The chart below shows how an uptrend was first identified and the Fibonacci retracement tool was applied to the swing move. After the trend line was broken, notice how price bounced to 38.2% Fib level before reversing?

While most textbooks and websites usually tend to show Fibonacci retracement tool as a standalone tool for trading, it is most effective when used in combination with other forms of technical analysis.

Fibonacci Extension Tools

What are they and how to use them?

The Fibonacci extension tools are used to measure the possible fib levels that prices can attain after a retracement. The best way to use Fibonacci extension is to use them in tandem with the retracement tool. Unlike the retracement tool, the Fibonacci extension tool makes use of only 0.618 ad 1.1618 levels. Of course, traders tend to use their own custom levels as well.

Plotting the Fibonacci extension tool is a bit different as it takes into account 3 swing points. High/Low/High or Low/High/Low.

In the chart below, we have plotted the Fibonacci extension tool within a minor swing point of the larger leg. Notice the swing points that were selected. Point A indicates the first major retracement within the down trend. Point B indicates the end of the downward trend. Point C is where price retraced 61.8% of the previous downtrend. So by applying the Fibonacci extension tool to A, B and C, we get the targets of 1.618 and 0.618

In the example above, we notice that after price retraced to point C at 61.8% of the previous downward move, we notice a large wick being left in price. This is a clear indication that there are many buyers at the levels above. Therefore, price continued to drop. If we use only the Fibonacci retracement tool, it wouldn’t have given us anything much as to where price could reach. But when we apply the extension tool, we get a key price level at 1.618% of the Fibonacci extension tool. Subsequently, price dropped to the 1.618% of the Fibonacci extension tool and saw a sharp reversal and a subsequent rally from there on.

As we see from the above example, using the Fibonacci retracement tool along with the expansion or extension tool gives a more probable trade bias.

Fibonacci Time Zones

The Fibonacci time zones are constructed differently. Unlike the previously mentioned to Fibonacci tools that is used to measure price and swing moves, the Fibonacci timezone tool, going by its name indicates key time levels where price could change its trend.
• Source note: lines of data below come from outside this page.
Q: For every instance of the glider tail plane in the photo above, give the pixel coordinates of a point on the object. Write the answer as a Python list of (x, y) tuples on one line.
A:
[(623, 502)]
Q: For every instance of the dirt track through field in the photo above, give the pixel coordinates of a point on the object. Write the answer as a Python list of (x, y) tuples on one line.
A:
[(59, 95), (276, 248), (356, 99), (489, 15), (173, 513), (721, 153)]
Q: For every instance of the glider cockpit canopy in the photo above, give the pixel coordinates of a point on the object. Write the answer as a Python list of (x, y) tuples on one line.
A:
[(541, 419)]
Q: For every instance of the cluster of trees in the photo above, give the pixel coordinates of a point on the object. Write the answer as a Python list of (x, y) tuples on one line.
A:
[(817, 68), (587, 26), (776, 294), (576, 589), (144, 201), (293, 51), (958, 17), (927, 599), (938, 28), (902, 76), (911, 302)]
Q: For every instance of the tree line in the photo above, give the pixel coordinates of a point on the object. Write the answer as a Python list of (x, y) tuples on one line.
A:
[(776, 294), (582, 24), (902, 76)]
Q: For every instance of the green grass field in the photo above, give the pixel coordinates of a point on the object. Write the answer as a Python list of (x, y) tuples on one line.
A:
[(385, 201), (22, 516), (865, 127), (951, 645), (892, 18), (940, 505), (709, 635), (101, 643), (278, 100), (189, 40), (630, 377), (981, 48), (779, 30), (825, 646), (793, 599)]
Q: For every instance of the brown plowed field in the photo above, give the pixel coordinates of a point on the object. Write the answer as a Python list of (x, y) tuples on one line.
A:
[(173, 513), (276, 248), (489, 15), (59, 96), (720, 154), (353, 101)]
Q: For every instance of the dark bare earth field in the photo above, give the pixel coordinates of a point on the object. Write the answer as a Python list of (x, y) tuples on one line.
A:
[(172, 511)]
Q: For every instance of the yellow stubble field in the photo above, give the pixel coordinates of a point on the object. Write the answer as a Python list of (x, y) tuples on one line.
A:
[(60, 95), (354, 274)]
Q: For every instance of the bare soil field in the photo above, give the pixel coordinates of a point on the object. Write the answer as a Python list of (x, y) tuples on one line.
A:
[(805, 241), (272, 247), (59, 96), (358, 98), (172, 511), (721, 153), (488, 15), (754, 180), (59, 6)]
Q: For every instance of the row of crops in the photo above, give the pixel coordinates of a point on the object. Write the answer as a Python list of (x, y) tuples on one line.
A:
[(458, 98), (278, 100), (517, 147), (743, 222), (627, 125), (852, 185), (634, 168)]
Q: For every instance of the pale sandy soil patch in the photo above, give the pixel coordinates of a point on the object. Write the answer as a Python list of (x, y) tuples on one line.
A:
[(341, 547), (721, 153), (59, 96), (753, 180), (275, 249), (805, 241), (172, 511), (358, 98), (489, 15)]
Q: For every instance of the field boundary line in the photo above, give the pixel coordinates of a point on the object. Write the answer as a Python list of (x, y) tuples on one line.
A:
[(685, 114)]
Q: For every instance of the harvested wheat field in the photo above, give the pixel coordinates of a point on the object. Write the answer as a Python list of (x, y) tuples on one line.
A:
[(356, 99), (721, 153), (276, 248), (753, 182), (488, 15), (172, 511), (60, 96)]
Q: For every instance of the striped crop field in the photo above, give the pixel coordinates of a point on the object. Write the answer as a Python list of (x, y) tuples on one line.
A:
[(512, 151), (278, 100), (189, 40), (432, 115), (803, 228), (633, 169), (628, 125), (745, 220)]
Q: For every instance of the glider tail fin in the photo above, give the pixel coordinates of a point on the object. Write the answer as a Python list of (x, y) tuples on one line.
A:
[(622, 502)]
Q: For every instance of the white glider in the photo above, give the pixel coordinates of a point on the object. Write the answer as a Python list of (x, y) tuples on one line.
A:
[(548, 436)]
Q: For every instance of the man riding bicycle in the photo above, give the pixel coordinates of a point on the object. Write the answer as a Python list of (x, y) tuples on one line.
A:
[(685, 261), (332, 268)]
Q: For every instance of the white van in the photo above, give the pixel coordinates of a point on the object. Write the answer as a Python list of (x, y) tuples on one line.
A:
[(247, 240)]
To plot the Fibonacci time zones, simply connect two highs or two lows. The default Fibonacci timezone tool in the MT4 trading platform has various levels. But the most commonly used levels in Fibonacci Time zone are 0.618 and 1.618, besides 0 and 1.

In the chart below, we make use of the same previous chart but apply Fibonacci Timezones to the two swing points of A and C, with values of 0.618 and 1.618. If you observe closely, notice how after price crossed the 0.618% Fib time zone level price was in a short term downtrend and after crossing the 1.618% Fib timezone level, price started to rally.

Using the chart above, we notice a new buy signal being triggered with the help of the Fibonacci time zone. After price crossed the 1.618 timezone level, and taking into consideration price reaching the previous short trade target of 1.618% of the Fibonacci expansion tool, a long position could have been initiated, with the targets of 100% of the Fibonacci expansion tool followed by 61.8%.

From the above article, we notice how **Fibonacci tools can be used to build a complete trading system**. Despite various texts that tend to depict Fibonacci tools as an independent indicator, using them together offers a much clearer perspective of the markets. When combined with other price action trading methods such as support/resistance, trend lines and so on, the Fibonacci set of tools can offer an alternative way of trading the markets.